Oceania Seafood's menu is populated with fish, clams, and shrimp wrestled freshly from the ocean's salty grasp. Seafaring goodies emerge from the flapping kitchen doors, such as the bursting crawfish steam pot packed with 2 pounds of crawfish and a half-dozen helpings of clams, shrimp, and mussels, all supported by a bed of sausage, potatoes, and corn ($19.99). Kitchen fishermen boil 1-pound servings of spicy crawfish ($4.75) and lure fried oysters ($4.50/dozen) to tables with the false promise of replacing their precious pearls. Fried or blackened tilapia alights on the buns of half ($4.99) or whole po boys ($7.99), and patrons capture shrimp, scallops, and mussels with pasta nets in the seafood pasta ($12.99).
The snap of cracking shells echoes through the numerous dining rooms of Fisherman’s Bucket. Servers weave through cobblestone archways, bearing fried, steamed, or seasoned shellfish by the platter and bucket, along with po’ boys spilling forth oysters, gator, and catfish. Soft lights illuminate a faux shark head above the booths, tables, and barstools inside, and an outdoor patio stretches out beneath the sun, stars, and skywriters passive-aggressively correcting each others’ work.

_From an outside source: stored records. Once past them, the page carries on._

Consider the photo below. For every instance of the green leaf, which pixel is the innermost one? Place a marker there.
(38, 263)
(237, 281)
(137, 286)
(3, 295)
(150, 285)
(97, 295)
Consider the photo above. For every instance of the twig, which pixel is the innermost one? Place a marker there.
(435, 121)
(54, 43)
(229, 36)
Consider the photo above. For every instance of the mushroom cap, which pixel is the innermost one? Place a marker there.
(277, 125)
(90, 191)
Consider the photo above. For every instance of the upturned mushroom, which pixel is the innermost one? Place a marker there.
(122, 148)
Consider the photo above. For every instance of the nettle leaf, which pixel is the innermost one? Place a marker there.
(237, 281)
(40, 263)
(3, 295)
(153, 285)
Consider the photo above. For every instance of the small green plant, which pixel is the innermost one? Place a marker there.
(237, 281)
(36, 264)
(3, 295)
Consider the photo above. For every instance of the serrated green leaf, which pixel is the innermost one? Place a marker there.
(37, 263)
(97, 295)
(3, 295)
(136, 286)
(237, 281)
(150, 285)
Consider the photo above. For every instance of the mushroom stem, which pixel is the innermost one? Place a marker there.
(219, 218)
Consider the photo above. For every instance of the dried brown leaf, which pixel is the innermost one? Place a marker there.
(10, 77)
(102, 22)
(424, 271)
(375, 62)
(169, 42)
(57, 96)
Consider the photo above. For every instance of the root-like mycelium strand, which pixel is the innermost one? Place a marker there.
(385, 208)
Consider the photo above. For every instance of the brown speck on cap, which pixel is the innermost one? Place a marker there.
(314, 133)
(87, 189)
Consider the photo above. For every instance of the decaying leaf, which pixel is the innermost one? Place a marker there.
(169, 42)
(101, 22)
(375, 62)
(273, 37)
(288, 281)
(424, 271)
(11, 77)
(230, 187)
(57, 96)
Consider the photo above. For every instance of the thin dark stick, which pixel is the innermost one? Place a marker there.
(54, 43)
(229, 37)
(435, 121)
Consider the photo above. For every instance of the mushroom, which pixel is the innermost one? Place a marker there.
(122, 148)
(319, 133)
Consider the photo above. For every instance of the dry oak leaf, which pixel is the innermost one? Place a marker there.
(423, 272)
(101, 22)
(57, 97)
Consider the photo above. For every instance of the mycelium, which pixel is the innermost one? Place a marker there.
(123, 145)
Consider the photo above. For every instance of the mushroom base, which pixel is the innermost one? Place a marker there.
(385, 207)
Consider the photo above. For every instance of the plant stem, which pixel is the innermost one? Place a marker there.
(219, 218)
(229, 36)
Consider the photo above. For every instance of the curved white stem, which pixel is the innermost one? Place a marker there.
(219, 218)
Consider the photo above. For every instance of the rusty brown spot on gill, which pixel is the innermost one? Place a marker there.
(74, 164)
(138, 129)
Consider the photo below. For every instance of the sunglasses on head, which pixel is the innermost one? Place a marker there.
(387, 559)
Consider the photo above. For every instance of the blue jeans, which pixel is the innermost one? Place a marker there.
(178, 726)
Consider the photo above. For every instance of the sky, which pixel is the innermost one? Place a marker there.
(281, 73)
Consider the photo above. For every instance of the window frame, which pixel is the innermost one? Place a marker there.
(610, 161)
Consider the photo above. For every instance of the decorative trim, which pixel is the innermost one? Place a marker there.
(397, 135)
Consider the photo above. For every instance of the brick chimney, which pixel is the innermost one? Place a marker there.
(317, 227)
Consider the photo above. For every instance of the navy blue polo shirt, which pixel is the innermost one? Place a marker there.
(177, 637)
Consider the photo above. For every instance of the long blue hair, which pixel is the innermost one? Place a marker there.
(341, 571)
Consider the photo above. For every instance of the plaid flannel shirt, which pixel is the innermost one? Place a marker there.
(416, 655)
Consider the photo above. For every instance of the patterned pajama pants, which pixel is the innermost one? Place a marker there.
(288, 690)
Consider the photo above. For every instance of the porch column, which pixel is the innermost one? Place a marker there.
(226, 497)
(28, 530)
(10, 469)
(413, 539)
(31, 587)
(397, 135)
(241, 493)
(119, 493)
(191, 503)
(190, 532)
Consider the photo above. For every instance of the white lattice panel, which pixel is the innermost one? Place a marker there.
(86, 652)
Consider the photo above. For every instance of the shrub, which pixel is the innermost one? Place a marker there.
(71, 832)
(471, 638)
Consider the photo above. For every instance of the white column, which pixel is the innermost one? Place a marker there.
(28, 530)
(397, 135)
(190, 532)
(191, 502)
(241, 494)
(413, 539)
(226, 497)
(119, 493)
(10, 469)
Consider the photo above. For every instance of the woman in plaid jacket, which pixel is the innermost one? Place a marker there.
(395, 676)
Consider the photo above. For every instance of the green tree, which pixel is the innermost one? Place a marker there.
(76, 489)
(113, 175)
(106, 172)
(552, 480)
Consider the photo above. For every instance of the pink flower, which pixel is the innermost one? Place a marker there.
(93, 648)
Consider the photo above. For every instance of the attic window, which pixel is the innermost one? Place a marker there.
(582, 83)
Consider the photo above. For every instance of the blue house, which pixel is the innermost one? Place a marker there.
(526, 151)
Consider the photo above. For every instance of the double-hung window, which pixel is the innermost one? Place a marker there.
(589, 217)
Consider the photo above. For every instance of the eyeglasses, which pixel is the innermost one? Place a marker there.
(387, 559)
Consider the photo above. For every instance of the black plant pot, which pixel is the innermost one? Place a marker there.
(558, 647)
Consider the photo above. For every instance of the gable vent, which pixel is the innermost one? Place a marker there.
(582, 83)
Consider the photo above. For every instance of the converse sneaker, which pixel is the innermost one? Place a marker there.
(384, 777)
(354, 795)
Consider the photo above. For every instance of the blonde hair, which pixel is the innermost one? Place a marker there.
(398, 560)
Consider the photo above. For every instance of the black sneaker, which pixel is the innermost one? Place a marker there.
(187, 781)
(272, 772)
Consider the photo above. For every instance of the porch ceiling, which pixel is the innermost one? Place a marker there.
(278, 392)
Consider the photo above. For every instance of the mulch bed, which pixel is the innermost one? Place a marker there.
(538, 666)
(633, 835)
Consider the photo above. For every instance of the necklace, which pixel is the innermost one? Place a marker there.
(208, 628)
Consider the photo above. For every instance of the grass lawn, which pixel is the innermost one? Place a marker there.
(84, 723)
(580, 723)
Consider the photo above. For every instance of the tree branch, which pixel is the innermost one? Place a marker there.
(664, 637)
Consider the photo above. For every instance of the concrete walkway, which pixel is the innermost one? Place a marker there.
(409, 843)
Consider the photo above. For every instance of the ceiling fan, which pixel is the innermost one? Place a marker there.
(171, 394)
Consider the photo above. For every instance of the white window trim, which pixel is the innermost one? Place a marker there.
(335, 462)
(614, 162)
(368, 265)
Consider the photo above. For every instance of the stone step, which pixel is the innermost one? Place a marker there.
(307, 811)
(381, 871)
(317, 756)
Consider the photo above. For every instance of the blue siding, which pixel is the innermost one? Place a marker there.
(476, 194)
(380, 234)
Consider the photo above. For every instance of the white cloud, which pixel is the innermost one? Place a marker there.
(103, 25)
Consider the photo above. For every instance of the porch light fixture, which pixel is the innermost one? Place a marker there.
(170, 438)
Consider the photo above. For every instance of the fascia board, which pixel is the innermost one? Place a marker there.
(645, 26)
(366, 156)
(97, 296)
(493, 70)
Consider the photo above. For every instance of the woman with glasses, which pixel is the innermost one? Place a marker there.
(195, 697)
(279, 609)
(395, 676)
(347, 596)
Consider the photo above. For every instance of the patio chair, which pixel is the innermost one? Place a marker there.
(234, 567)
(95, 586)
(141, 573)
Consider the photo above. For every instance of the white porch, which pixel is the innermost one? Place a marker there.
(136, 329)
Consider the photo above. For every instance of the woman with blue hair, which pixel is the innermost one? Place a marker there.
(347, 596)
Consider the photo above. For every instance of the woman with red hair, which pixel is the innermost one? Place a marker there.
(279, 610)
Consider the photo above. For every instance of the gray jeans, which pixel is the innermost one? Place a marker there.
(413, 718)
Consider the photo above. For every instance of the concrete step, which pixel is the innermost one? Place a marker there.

At first glance, Harbour Bar and Fish House exudes the vibe of a private seaside residence, from the wraparound porch to the brick fireplace inside. But the venue shows its true colors as a bustling seafood restaurant when the outdoor bar opens and the kitchen fills with chefs preparing fresh fish, such as grilled Scottish salmon and red grouper, all caught without nets. Sea-blue walls and an airy dining space further evoke the ocean, urging patrons to fashion makeshift peg legs from the natural wood flooring. Diners can engage in friendly competition on the bocce-ball courts and enjoy performances from live musicians Thursday through Sunday.
The word "wahoo" can be defined as both an expression of joy and a type of fish. Wahoo! Grill came up with a third meaning for it: "An amazing restaurant, full of joy, warmth, and great food." And there's definitely plenty to be amazed by here, starting with the eclectic selection of seafood, ranging from fish tacos to seared scallops in pumpkin-seed butter. In a similar fashion, the brunch menu has shrimp and grits, as well as fresh-herb egg scrambles and hash-brown casserole.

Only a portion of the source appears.